L’histoire de la cuisine est pleine de fantasmagories, et nombre de découvertes ne sont pas telles qu’on les a dites : les ganaches, les béarnaises, etc. Inversement, il y a des cas où nous avons des témoignages, et c’est le cas pour le gâteau nommé « manqué » : ce nom lui a été donné parce qu’en faisant un biscuit de Savoie, un ouvrier de la maison Félix, avait tellement mal travaillé les blancs qu’ils grainèrent, mais comme il fallait le servir à l’heure, on l’acheva le mieux possible en ajoutant du beurre et en mettant dessus une couche de pralin. On le livra ainsi au client. Quelques jours après, la dame qui vint régler la note prodigua ses félicitations sur l’excellence du gâteau et demanda comment il se nommait. Le patron et les caissières demandèrent au chef, qui répondit « le manqué ». Le nom resta.
La recette ?
On travaille 9 jaunes d’oeuf avec sucre, sel et vanille ; quand le ruban est obtenu, on ajoute 125 g de beurre fondu, 250 g de farine et les blancs d’oeuf battus en neige. On couchait initialement dans un moule à brioche, mais les moules ont été modifiés, et on le fait désormais dans un moule à manqué. On cuit, on praline et on poudre.
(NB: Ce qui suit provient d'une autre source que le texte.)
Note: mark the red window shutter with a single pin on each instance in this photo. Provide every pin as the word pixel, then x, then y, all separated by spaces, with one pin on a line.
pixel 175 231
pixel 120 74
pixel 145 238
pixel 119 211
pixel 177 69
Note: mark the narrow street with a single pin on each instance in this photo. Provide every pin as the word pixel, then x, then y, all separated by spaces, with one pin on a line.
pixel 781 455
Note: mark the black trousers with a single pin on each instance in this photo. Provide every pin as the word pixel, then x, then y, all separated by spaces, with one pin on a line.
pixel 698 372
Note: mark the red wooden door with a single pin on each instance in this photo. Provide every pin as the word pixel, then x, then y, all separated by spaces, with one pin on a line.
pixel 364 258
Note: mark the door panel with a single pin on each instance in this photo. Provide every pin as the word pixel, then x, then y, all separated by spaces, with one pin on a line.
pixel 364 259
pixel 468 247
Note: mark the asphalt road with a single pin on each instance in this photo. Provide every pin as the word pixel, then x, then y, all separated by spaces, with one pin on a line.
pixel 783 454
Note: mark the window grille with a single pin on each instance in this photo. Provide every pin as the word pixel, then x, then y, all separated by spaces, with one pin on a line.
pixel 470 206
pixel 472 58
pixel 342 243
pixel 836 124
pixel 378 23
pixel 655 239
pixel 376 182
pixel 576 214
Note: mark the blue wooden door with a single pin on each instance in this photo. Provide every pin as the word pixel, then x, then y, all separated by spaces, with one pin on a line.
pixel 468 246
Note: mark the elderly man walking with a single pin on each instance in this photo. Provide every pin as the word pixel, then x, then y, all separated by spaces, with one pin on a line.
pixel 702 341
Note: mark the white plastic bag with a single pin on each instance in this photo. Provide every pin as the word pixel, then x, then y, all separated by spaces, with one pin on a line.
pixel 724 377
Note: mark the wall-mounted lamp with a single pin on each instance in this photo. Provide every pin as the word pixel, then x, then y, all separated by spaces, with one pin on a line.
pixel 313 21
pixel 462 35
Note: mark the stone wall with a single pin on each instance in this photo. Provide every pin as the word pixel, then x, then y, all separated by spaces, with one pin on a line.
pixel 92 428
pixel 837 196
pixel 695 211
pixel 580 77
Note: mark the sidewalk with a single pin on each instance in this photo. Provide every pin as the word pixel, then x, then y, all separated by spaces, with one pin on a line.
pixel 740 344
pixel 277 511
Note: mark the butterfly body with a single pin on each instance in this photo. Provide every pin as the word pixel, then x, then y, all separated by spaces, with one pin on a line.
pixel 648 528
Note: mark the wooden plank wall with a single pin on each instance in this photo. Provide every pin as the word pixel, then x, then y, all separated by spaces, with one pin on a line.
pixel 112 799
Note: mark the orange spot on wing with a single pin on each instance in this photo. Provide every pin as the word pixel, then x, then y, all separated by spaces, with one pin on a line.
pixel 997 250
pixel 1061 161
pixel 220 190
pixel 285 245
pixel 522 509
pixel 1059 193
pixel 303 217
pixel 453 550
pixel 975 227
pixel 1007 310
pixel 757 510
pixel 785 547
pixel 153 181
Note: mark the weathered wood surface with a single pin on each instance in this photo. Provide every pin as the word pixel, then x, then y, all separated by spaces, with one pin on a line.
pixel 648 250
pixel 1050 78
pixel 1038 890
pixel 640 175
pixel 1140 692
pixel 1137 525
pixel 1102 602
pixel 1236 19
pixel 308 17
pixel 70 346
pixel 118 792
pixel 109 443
Bien sûr, depuis la première préparation du manqué, on a étendu la variété des gâteaux : on en fait au cédrat, au citron, aux pistaches, à l’anis, au cumin, à l’abricot, aux noisettes grillées, aux raisins de Corinthe, etc., tantôt en variant simplement l’arôme, d’autrefois en modifiant aussi la couche de pralines qui doit le recouvrir. Je laisse au praticien le soin d’en choisir le genre selon l’opportunité.
Pourquoi sait-on qui l’histoire de l’invention du manqué est vraie ? C’est que Joseph Favre, auteur du Dictionnaire universel de cuisine pratique, la tenait de première main.